A pior bobagem que tenho ouvido é a ameaça vazia de alguns atrabiliários de mover uma ação legal. Qual é o juiz, digamos, coxa-branca ou corintiano ou são-paulino ou outro que, não tendo sido, como nós, abençoado pelo supremo bom gosto de ser atleticano, conseguirá estimar e arbitrar com justiça o valor de assistir aos jogos do Atlético? Ademais, vivemos em uma economia de mercado, em que o clube é livre para estabelecer o preço, e nenhum juiz correrá o risco de tornar-se arbitrário e ridículo tentando revogar esse princípio supremo.
Nem um supermercado, que vende alimentos, tem a obrigação de manter o preço em época de crise. No caso de um clube de futebol, isso é muito mais óbvio. Compra quem quer. Aliás, a sociedade de qualquer clube é sempre cara, porque é um item supérfluo.
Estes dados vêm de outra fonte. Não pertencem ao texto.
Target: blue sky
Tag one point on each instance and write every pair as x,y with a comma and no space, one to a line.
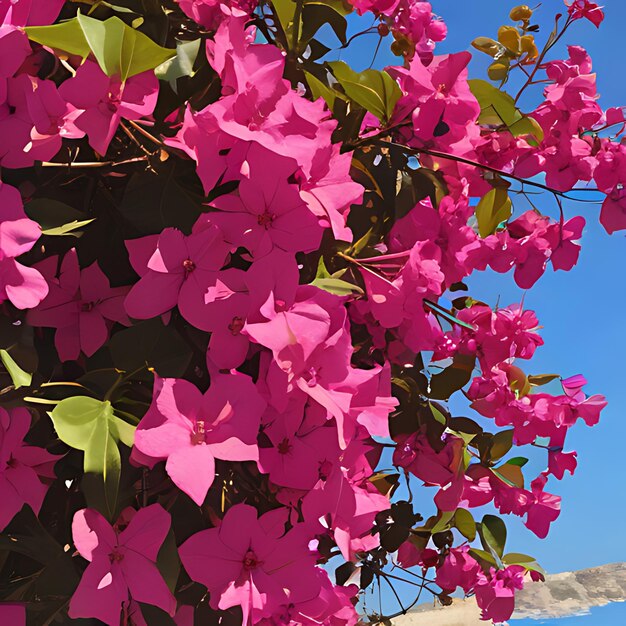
581,311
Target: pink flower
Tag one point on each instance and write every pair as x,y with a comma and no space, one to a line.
175,270
233,298
105,101
210,13
495,594
21,466
458,569
252,563
24,286
267,212
122,563
196,429
579,9
81,305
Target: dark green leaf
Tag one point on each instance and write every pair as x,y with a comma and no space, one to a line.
453,378
180,65
374,90
317,14
150,344
501,444
56,218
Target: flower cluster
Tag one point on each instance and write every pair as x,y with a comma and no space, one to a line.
249,288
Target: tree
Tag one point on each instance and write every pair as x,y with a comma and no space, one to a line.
233,274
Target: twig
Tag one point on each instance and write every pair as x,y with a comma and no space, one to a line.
93,164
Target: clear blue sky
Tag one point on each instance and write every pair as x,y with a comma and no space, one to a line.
581,311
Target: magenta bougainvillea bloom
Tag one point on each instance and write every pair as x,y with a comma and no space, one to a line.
104,101
81,305
267,213
122,563
21,466
175,270
23,286
579,9
197,429
308,236
252,563
495,594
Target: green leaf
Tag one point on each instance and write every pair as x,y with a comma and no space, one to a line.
501,444
321,90
443,523
542,379
464,521
152,345
510,474
19,377
529,562
438,415
337,286
374,90
493,534
439,310
317,14
516,558
498,108
453,378
119,49
181,64
285,10
520,461
494,208
483,555
91,425
56,218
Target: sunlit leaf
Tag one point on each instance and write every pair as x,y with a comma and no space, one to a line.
19,377
374,90
119,49
493,208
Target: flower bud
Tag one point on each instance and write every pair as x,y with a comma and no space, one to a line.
521,13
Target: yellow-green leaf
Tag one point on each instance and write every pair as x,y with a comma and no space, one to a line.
494,207
19,377
118,48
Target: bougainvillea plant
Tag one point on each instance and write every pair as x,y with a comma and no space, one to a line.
233,276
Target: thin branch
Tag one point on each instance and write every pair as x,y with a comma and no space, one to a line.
93,164
487,168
Mas quem é atleticano de verdade apoia o seu time. O CAP precisa de sócios, não de consumidores.
Alega-se que o aumento de 40% foi abusivo. Não, não foi. O plano Sócio-Furacão, quando lançado, foi evidentemente promocional, comprovado pelo fato de que todas as cadeiras se esgotaram rapidamente, impedindo que muitos interessados pudessem adquiri-lo. Há muito poucos ingressos para os interessados que não são sócios, devido exatamente ao número de pessoas que preferem ter uma cadeira permanente.
A única possível objeção seria ao momento em que foi feito. Talvez, politicamente, o Atlético devesse ter programado melhor a época do reajuste provavelmente mais cedo, devido aos déficits que o clube já enfrenta há tempos. Mas isso mostra que os dirigentes são corajosos, porque não esperaram demais, talvez por um clima psicológico efemeramente mais favorável para fazer o que era absolutamente necessário.
Mas o mais importante de tudo é que não haverá queda de apoio ao rubro-negro, e acredito que nem de público. Se as desistências de alguns infelizmente se consumarem, não poderão continuar torcendo ao vivo regularmente, no estádio. Mas certamente continuarão se alegrando ou sofrendo pelo Furacão em casa, pela TV ou pelo rádio, ou nos bares e outros lugares que oferecem a imagem do jogo. Eventualmente, é claro, voltarão ao próprio estádio, como torcedores comuns. Mas deverão ser gratos de que outros, pessoas que temporariamente estão em melhor situação financeira, poderão contribuir com um valor um pouco maior para que o time tenha mais chances de alcançar os objetivos comuns a todos nós: os títulos e glórias a que todos estamos acostumados. Ser o raro privilegiado, entre a inteira massa atleticana formada por milhões de pessoas, que, além de morar em Curitiba, encontra tempo e dinheiro para acompanhar todos os jogos no estádio, certamente vale o preço.